December 6, 2022 | Economic Outlook

Economic Outlook - December 2022

  1. The U.S. Federal Reserve raised the federal funds rate at their latest meeting 75 basis points. This marks the fourth consecutive 75 basis point hike, bringing the central bank’s policy rate, the federal funds rate, to a new range of 3.75% to 4% – its highest level since 2008. We believe that the pace of future increases will be dependent upon the committee evaluating the impact of the cumulative tightening of monetary policy, the lags with which monetary policy effects economic activity, inflation and economic and financial developments. In short, we do not expect the Fed to pause in the near term; rather, we do expect future increases to moderate into the 25-50 basis point range before an eventual pause.

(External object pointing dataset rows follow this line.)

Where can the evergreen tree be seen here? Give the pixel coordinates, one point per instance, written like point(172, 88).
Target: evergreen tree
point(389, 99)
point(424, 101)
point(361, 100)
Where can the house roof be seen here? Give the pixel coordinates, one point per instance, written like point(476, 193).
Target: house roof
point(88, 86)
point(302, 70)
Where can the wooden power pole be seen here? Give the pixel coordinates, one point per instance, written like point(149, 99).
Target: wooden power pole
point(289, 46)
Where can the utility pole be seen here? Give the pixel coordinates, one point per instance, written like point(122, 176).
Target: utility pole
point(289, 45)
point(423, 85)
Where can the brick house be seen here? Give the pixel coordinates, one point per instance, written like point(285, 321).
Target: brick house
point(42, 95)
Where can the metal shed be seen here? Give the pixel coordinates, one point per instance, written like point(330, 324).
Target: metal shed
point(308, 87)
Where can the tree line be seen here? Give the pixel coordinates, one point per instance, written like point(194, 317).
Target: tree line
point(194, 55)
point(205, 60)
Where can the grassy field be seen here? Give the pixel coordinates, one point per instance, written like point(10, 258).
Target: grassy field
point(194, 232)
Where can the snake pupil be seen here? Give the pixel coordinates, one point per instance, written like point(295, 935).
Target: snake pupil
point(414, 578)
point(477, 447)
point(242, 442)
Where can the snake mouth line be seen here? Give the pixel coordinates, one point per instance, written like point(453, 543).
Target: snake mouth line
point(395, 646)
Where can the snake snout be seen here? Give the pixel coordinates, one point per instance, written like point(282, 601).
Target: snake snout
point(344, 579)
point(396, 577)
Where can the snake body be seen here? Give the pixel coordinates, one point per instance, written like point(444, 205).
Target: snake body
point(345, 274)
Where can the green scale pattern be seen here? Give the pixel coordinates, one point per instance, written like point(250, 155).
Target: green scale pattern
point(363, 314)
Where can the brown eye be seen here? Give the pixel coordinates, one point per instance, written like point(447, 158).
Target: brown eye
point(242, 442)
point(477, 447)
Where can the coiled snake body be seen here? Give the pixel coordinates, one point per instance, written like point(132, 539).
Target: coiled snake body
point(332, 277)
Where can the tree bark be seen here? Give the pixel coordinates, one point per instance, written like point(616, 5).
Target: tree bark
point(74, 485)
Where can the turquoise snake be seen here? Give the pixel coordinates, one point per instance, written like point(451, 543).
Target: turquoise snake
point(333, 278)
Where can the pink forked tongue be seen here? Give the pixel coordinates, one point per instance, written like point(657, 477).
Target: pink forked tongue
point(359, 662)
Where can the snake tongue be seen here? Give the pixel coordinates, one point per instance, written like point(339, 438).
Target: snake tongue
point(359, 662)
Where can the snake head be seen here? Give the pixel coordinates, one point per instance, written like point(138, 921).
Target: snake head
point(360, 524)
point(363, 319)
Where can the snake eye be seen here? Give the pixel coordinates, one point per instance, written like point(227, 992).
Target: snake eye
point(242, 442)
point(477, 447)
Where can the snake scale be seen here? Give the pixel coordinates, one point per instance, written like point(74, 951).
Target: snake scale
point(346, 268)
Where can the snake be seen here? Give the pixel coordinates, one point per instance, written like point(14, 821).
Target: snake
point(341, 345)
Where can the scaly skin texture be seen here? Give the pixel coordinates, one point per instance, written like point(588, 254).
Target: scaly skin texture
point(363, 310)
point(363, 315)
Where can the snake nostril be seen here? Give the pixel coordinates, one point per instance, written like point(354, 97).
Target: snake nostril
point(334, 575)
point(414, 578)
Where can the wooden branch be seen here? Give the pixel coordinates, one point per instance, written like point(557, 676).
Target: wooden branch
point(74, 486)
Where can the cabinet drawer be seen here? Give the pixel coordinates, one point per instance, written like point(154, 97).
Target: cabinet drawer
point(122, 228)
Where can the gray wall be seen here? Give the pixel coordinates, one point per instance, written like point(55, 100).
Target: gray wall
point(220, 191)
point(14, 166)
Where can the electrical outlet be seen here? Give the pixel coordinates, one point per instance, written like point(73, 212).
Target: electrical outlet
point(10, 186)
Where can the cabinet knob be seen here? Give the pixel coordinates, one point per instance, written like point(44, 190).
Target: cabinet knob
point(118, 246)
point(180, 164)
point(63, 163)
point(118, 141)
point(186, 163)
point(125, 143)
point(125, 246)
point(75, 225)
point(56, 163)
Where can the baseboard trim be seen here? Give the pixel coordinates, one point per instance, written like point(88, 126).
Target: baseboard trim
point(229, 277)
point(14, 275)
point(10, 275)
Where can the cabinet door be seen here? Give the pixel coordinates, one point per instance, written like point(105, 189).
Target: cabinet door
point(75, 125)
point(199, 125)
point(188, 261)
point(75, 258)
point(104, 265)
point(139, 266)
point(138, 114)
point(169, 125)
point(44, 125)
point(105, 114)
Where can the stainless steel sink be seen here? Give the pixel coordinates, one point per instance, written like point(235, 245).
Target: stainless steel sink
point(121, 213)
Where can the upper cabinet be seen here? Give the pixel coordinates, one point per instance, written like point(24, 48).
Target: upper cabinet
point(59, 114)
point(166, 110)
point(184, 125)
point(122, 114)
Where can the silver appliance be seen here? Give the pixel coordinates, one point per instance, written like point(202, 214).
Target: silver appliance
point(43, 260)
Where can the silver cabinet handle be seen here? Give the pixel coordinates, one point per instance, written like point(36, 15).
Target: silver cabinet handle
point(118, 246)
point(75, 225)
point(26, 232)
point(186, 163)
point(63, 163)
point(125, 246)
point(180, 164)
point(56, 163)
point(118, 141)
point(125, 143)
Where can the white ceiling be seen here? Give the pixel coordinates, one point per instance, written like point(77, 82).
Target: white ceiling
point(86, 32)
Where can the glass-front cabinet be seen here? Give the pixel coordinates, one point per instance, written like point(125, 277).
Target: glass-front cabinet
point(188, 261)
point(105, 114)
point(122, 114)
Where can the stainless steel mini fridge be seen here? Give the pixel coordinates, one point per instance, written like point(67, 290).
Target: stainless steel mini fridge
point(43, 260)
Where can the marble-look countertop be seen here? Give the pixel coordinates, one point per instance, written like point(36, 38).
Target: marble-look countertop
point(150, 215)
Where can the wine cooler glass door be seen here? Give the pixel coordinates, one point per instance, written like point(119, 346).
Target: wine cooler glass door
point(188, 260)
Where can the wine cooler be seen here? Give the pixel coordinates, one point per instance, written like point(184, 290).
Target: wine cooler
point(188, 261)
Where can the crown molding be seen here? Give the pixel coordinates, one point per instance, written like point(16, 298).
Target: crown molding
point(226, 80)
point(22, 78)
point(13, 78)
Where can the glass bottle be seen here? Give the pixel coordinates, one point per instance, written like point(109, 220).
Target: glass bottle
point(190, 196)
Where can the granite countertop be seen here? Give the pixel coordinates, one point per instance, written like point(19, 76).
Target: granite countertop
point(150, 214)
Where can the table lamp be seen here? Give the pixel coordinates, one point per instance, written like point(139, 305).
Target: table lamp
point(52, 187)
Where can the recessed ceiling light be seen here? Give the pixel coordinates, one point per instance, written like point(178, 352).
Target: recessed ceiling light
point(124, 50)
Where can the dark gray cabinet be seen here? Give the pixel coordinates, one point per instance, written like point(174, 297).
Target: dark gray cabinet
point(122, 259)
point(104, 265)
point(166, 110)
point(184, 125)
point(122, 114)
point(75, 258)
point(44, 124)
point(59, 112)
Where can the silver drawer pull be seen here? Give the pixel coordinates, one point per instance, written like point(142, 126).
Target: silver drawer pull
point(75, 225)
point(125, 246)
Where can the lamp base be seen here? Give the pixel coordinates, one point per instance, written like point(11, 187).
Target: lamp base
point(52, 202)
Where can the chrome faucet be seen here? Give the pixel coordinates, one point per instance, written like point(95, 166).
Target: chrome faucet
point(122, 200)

  2. Retail sales rose sharply in October, a sign of economic strength and one that we believe indicates that the Federal Reserve will likely continue raising the federal funds rate. U.S. retail sales climbed a seasonally adjusted 1.3% last month. The jump in sales showed households continuing to have the resources to increase their spending despite inflation running close to a four-decade high. Many households saw their savings grow earlier in the pandemic due in part to trillions of dollars of government stimulus with fewer opportunities to spend. It will take time but we expect higher interest rates will eventually bring demand into better alignment with supply.

  3. The Consumer Price index (CPI) reading for October brought some good news for the market, with a downside surprise across all headline readings. The index rose 0.4% month over month and 7.7% year over year. Consensus had been 0.6% and 7.9%, respectively. This reinforces our call for the Fed to hike rates less than 75 basis points in December as long as the November CPI release (12/13) does not reverse the solid progress in this report. While there is a long way to go in the fight to get inflation back to the 2% range, it is a step in the right direction.

  4. The S&P CoreLogic Case-Shiller National Home Price index, which measures home prices across the nation, fell 1% in the latest reading. This is the first time prices have declined for three consecutive months in nearly four years. Weakness in single-family housing activity is being somewhat offset by strength in multi-family housing starts but not enough to push the index positive. The rapid rise in mortgage rates has pushed many buyers out of the market as home buying has become less affordable due to the increase in mortgage costs. Given the continuing macroeconomic concerns, high mortgage rates and increased costs for non-discretionary items, we believe additional downward pressure on the housing market is likely.

Sources: Bloomberg LLC, FactSet, U.S. Department of Labor

Disclosure: This commentary reflects the opinions of Welch & Forbes based on information that we believe to be reliable. It is intended for informational purposes only, and not to suggest any specific performance or results, nor should it be considered investment, financial, tax or other professional advice. It is not an offer or solicitation.